Capsule pour 2030

Billet radio pour la Première (RTBF), 14 décembre 2010 – Ecoutez le podcast

Depuis septembre, chaque jour, la RTBF (sur la Trois) diffuse le JT d’il y a exactement vingt ans – vous pouvez aussi le trouver sur le site web de la chaîne. C’est passionnant à regarder parce que c’est une véritable machine à remonter le temps.

Il y a d’abord de la nostalgie anecdotique à revoir le rassurant Jacques Bredael nous commenter l’actualité sur la neige en décembre, dont on s’étonne à chaque fois en oubliant qu’on s’en était étonné l’année dernière, avec ces images de voitures patinant sur les boulevards ou d’enfants jouant dans la neige, sortes de madeleines de Proust du reportage imposé au jeune journaliste de terrain à chaque hiver rigoureux.

Mais il y a aussi ces sujets qui, avec le recul, fascinent vraiment, surtout sur l’international : les tensions ethniques au Rwanda, où sont envoyés des casques bleus belges ; l’émergence d’un certain Milosevic en Yougoslavie, avec un commentaire avisé sur les craintes d’éclatement du pays au vu des résultats électoraux nationalistes dans les différentes républiques composant la fédération, ou encore sur la famine qui menace les grandes villes de l’URSS, pays qui aura disparu à peine huit mois plus tard, enterré par la fin de la guerre froide…

L’exercice est fascinant parce que vingt ans, c’est trop peu pour changer d’époque, mais c’est assez pour changer de génération.

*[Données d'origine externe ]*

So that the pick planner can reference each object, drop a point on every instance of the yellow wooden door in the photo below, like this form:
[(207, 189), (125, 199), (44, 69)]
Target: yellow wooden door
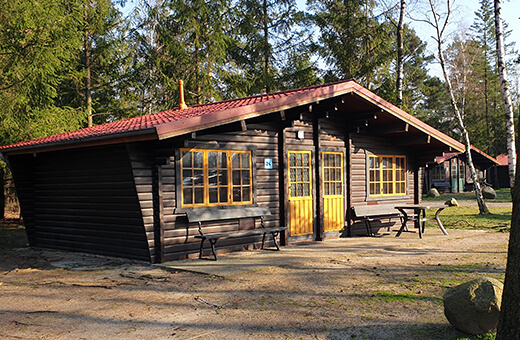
[(300, 193), (333, 191)]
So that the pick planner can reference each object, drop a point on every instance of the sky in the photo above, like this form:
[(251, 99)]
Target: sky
[(463, 17)]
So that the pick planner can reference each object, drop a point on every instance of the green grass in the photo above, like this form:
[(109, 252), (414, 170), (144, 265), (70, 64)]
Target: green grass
[(465, 217), (503, 196), (469, 218)]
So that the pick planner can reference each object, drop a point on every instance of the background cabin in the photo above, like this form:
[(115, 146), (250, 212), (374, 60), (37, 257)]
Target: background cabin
[(450, 173)]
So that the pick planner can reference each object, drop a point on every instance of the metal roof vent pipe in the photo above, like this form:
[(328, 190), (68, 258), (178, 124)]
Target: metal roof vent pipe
[(182, 103)]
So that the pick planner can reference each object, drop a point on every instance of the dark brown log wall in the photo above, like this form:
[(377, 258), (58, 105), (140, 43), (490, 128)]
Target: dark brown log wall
[(81, 200), (361, 144), (178, 236)]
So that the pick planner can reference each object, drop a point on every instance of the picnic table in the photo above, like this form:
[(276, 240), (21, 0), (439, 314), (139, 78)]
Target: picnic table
[(417, 213)]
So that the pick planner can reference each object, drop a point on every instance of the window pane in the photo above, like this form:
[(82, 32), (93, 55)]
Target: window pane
[(199, 177), (212, 160), (187, 196), (223, 193), (306, 176), (299, 190), (246, 194), (213, 195), (306, 159), (237, 194), (339, 189), (199, 195), (223, 180), (292, 159), (245, 160), (293, 190), (306, 190), (222, 160), (245, 177), (186, 159), (236, 177), (235, 160), (186, 178), (299, 175), (198, 159), (212, 177)]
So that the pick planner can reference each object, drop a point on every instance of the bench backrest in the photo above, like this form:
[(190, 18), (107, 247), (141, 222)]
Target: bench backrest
[(216, 214), (374, 210)]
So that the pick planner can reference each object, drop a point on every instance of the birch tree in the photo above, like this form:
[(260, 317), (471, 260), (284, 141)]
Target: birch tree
[(439, 21), (506, 93), (400, 53)]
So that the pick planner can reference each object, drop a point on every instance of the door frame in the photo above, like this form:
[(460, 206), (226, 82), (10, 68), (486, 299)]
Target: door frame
[(286, 150), (343, 151)]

Et si le ton a peu changé, on ne peut s’empêcher d’être frappé par le fait que, en germe, on puisse retrouver facilement les racines de l’actualité d’aujourd’hui dans celle d’hier. Avec parfois les mêmes problèmes, aussi, quand ils ne sont pas résolus, comme ce reportage sur une crise de l’accueil des demandeurs d’asile et le constat qu’il manque de la place et que la procédure est trop longue. On peut ainsi trouver un certain engouement à suivre l’actualité d’il y a vingt ans, jour après jour – en ce moment, en décembre 90, ne manquez pas la montée en crescendo de la crise du Golfe -, avec ce regard de nostalgie des films de notre enfance, qu’on aime voir précisément parce qu’on en connaît la fin et qu’on aime repérer les réminiscences de notre actualité ; cela nous aide à mieux cerner une actualité plus angoissante car nous menant vers l’inconnu.

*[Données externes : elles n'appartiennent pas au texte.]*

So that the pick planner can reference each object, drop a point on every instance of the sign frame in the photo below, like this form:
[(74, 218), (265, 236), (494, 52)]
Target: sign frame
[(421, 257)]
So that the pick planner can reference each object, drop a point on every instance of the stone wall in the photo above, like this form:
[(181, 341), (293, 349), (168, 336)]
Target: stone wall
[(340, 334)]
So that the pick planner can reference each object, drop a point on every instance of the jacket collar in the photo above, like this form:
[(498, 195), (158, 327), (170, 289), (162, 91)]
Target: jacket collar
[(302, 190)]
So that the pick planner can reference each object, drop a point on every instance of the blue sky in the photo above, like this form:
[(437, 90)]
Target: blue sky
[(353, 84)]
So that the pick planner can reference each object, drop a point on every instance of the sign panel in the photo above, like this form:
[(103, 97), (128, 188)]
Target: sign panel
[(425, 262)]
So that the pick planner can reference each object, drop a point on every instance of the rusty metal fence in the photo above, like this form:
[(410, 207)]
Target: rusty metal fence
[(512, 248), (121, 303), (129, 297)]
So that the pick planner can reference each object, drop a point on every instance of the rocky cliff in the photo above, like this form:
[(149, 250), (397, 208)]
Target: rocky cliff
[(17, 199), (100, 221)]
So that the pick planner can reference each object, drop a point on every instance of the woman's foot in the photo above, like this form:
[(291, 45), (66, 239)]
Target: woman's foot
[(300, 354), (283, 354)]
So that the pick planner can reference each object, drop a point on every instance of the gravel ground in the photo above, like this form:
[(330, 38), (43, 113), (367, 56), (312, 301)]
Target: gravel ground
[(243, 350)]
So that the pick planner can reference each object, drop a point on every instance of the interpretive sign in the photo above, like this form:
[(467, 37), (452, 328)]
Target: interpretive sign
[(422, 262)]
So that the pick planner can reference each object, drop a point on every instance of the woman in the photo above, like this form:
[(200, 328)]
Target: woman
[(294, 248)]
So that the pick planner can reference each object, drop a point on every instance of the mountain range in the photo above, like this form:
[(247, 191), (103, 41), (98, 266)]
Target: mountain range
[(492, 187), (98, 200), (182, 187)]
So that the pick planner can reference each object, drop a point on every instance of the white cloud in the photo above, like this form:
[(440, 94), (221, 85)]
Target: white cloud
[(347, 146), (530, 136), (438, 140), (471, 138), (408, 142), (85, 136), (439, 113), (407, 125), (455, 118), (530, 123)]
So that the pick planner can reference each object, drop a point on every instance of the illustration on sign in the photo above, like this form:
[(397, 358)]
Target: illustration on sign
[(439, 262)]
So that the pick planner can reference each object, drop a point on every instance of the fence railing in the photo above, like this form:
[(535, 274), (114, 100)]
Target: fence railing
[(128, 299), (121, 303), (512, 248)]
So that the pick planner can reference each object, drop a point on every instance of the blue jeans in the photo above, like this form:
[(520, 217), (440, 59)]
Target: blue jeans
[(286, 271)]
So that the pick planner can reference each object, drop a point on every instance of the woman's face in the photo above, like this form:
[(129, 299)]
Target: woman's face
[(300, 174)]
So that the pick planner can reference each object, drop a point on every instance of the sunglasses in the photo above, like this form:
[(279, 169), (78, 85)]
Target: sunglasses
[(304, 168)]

Cela nous rappelle aussi que tout ce que nous disons et diffusons pourra un jour être revu et retenu contre nous, mon cher Arnaud. Le temps est un juge impitoyable et les médias audiovisuels, comme aucun autre avant eux, figent des instantanés, des repères avec lesquels la comparaison pourrait être amère. Qui sait si demain, ce ne seront pas d’autres qui s’étonneront de notre candeur ou de notre manque de prévoyance; peut-être jettera-t-on un regard sévère sur ce vortex institutionnel belge dont nous fêtons les six mois avec un fatalisme déconcertant au regard d’un monde dont les repères politiques et financiers se délitent ; peut-être se navrera-t-on d’avoir érigé en star médiatique un homme politique dont l’assurance et le culot bousculent toutes les règles, qui fait tourner toute la scène autour de sa personne, et dont même les détracteurs n’osent pas se passer malgré qu’il vous assène droit dans les yeux qu’il veut la mort de votre pays – lentement et avec soins palliatifs, certes, mais sûrement.

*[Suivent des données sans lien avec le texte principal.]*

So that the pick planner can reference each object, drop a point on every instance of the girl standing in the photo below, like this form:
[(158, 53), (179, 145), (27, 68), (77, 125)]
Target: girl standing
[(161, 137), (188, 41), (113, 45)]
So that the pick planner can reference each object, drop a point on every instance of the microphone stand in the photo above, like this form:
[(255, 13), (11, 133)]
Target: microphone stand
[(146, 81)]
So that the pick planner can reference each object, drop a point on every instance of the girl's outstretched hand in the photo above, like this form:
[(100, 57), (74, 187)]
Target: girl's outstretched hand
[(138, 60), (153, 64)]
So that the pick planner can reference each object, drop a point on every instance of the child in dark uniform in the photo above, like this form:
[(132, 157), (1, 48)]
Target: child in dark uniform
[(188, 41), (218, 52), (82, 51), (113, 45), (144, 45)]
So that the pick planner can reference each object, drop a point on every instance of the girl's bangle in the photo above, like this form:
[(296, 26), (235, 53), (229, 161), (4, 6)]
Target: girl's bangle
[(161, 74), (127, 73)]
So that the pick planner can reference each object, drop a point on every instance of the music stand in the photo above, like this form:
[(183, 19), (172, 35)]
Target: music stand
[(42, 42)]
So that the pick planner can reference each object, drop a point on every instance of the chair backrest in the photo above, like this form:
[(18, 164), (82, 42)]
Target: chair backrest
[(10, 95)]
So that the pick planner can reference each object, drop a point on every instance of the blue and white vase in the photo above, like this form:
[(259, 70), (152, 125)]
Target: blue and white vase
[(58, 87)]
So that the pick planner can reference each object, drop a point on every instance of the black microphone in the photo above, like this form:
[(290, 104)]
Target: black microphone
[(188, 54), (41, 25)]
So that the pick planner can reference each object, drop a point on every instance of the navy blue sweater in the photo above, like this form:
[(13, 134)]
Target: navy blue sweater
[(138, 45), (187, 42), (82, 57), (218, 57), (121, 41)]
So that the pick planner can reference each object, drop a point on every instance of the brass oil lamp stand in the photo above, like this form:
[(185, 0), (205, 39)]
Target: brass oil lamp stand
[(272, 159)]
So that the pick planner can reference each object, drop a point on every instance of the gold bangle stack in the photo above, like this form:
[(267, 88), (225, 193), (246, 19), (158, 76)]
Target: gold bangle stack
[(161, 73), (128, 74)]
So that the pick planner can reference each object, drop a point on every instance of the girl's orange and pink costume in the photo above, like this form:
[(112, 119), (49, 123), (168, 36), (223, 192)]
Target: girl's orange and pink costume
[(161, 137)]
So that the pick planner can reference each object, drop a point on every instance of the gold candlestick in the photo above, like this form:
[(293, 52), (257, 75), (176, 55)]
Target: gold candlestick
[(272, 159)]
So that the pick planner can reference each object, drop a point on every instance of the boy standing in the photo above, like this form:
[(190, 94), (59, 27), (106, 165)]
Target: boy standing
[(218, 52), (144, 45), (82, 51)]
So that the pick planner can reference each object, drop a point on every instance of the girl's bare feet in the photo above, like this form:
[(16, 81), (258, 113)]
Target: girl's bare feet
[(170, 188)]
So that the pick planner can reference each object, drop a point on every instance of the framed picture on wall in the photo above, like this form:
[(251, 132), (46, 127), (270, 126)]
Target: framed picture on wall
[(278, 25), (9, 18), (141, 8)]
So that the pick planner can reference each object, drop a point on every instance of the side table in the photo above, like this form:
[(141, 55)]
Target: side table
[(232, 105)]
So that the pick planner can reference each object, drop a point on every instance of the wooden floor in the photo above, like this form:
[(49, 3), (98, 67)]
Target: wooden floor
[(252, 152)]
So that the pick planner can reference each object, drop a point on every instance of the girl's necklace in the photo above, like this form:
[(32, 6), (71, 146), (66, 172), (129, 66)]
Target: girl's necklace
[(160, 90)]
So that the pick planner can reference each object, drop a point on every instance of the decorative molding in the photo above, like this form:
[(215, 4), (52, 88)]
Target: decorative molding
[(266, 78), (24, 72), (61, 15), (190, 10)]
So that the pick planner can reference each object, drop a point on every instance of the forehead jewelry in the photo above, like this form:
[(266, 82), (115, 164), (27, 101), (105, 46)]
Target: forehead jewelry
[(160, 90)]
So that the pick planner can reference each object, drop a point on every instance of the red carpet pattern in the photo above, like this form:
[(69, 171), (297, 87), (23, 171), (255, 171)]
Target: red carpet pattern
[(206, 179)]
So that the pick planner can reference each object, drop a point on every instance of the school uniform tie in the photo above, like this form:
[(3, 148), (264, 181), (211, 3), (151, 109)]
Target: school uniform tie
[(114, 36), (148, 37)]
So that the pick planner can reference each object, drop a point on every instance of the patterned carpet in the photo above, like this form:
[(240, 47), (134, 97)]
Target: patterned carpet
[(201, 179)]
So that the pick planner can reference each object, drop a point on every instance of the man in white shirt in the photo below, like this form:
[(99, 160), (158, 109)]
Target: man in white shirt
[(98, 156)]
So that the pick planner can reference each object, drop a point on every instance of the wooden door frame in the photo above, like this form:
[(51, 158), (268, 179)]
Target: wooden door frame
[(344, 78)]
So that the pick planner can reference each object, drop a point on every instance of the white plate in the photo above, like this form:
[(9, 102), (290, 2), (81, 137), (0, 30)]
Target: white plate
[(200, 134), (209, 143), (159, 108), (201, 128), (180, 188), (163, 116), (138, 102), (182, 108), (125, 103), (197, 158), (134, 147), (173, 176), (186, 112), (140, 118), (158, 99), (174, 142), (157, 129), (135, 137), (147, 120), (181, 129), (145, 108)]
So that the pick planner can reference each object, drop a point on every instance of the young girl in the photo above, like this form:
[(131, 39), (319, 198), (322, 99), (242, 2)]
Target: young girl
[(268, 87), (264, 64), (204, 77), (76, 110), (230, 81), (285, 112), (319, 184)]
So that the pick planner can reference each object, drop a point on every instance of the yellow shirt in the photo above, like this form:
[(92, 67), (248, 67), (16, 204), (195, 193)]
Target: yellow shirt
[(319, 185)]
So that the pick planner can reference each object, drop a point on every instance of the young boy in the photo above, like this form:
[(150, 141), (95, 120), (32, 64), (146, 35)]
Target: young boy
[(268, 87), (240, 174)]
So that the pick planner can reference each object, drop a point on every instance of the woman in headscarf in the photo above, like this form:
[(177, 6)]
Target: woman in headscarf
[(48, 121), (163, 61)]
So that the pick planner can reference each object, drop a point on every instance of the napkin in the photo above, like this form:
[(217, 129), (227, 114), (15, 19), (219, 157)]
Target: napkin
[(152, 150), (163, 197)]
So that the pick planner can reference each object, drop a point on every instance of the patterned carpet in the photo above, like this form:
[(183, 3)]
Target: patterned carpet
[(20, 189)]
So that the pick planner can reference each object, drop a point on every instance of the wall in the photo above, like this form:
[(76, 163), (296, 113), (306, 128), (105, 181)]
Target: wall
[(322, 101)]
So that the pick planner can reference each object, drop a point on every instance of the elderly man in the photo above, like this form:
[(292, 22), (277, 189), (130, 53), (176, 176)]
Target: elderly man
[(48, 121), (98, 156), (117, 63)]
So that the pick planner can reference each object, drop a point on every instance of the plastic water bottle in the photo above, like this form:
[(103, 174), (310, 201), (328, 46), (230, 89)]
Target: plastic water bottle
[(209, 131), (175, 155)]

Alors pourquoi ne pas nous donner rendez-vous dans vingt ans, mon cher Arnaud, dans le 13h de la Première du 14 décembre 2030 – je vous préviens tout de suite, c’est un samedi – pour réécouter ensemble cette chronique ? Vous serez alors sans doute administrateur général de la RTBF, ou de la RT Wallonie-Bruxelles, ou de France 3 Bruxelles-Picardie, et moi, avec un peu de chance, je serai à la Légion étrangère ; mais comme nous sommes tous deux de vigoureux trentenaires il est hautement probable que nous serons toujours en train de cotiser pour nos aînés. Pour la sécu de quelle région, de quel pays, ça, seuls les auditeurs qui écoutent en podcast ce billet depuis l’an 2030 le savent.

Mais il n’y a pas de vrai risque à spéculer, mon cher Arnaud et pas de regret à avoir non plus : pour paraphraser Marguerite Yourcenar, de toute façon, après tout, avoir tort c’est seulement avoir raison trop tôt.